Click Add to scope for each item that you want to include in the import. When you’re done selecting items, click Next.
-
Define whether you want to run scheduled import jobs. If you don’t set a schedule, you run the import when you save the metadata import asset. You can rerun the import manually at any time. If you select to run the import on a specific schedule, define the date and time you want the job to run. You can schedule single and recurring runs.
Optionally, change the name of the import job. The default name is metadata_import_name job.
You can later access the import job you create from within the metadata import asset or from the project’s Jobs page.
-
Review the metadata import configuration. If you want to make changes, go back and change settings as required.
-
Click Save. If you didn’t configure a schedule, the metadata import asset is saved, and the import is run immediately. If you configured a schedule, the metadata import asset is also saved, but the import will run on the defined schedule.
Important: Assets that were already imported through a different metadata import are not imported again and do not show up in the current metadata import. Thus, the new metadata import might not contain any assets at all.
Viewing the metadata import
Metadata import assets are listed in the Metadata imports section of the Assets page.

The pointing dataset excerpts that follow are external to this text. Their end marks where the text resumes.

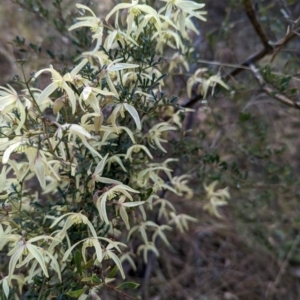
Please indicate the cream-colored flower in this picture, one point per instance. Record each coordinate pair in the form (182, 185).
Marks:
(216, 198)
(32, 252)
(154, 135)
(61, 83)
(204, 83)
(110, 194)
(119, 110)
(134, 9)
(94, 23)
(10, 100)
(181, 221)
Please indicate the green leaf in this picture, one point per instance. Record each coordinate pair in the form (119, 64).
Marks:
(128, 285)
(243, 117)
(75, 294)
(78, 260)
(96, 279)
(89, 264)
(113, 272)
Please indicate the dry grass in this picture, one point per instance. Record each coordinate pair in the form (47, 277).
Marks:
(252, 253)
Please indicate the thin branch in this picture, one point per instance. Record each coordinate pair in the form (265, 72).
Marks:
(250, 60)
(262, 53)
(272, 92)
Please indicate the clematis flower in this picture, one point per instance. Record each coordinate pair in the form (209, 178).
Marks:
(204, 82)
(154, 135)
(96, 176)
(119, 110)
(89, 96)
(94, 23)
(185, 7)
(216, 198)
(31, 251)
(150, 246)
(61, 83)
(136, 149)
(109, 194)
(11, 100)
(134, 9)
(181, 221)
(121, 208)
(73, 218)
(110, 72)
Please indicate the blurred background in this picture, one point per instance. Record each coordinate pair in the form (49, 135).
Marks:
(244, 138)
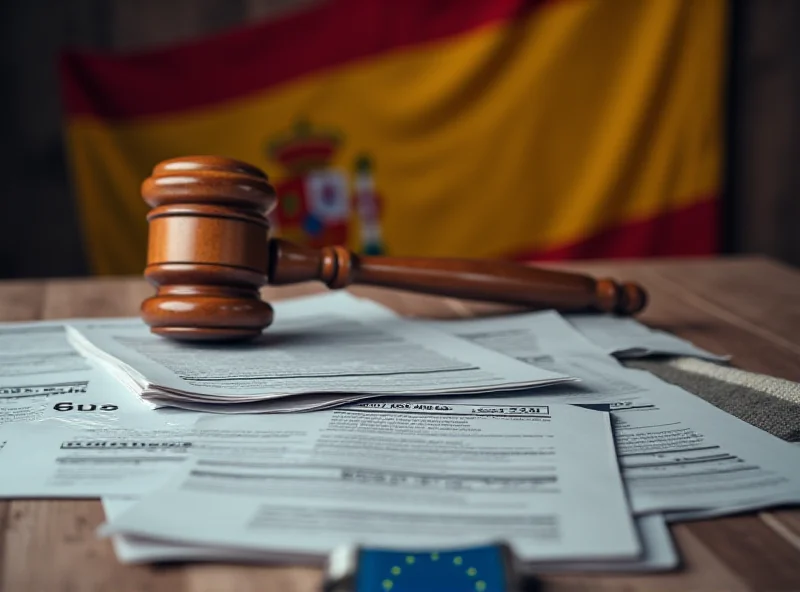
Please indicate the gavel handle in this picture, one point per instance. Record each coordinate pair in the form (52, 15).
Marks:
(493, 281)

To view an asset, click its name.
When you view the metadata import asset, you can see the list of assets imported with a run of the associated import job. You can work with these assets, rerun the import to refresh the imported assets, or delete all assets imported with this metadata import from the project.
You can work with imported data assets in exactly the same way as with connected data assets. However, imported assets have some tags automatically assigned: the tag discovered
and a tag reflecting the asset’s parent, if applicable.
Available import actions are:
-
Import again
This action refreshes the assets. Existing assets are updated, which means, any content changes are merged. New assets in the data source might be added, depending on the defined scope. If you removed an asset from the metadata import asset, project, or catalog, the asset in question is imported again. Removal of an asset from the data source is not reflected in the metadata import. Such an asset might still show up in the metadata import asset, project, or catalog but will be stale.
-
Remove all assets
This action removes all imported assets from the list within the metadata import and, if imported into the project, from the project. If assets were imported into the catalog, this action has no effect.
To view metadata import asset details, click the information icon. You can edit the asset name and the description. Note that changing the asset name does not change the name of the associated import job.
Rerunning the import
If you did not configure a schedule, you can manually rerun the metadata import at any time in several ways:
- Open the metadata import asset and select Import actions > Import again.
- Open the metadata import asset and click the job name beneath the asset name, which takes you to the job page. Click the run icon on this page.
- Go to the project’s Jobs page and run the import job from there.
Any reruns of an import refresh asset information as described in the Import again section.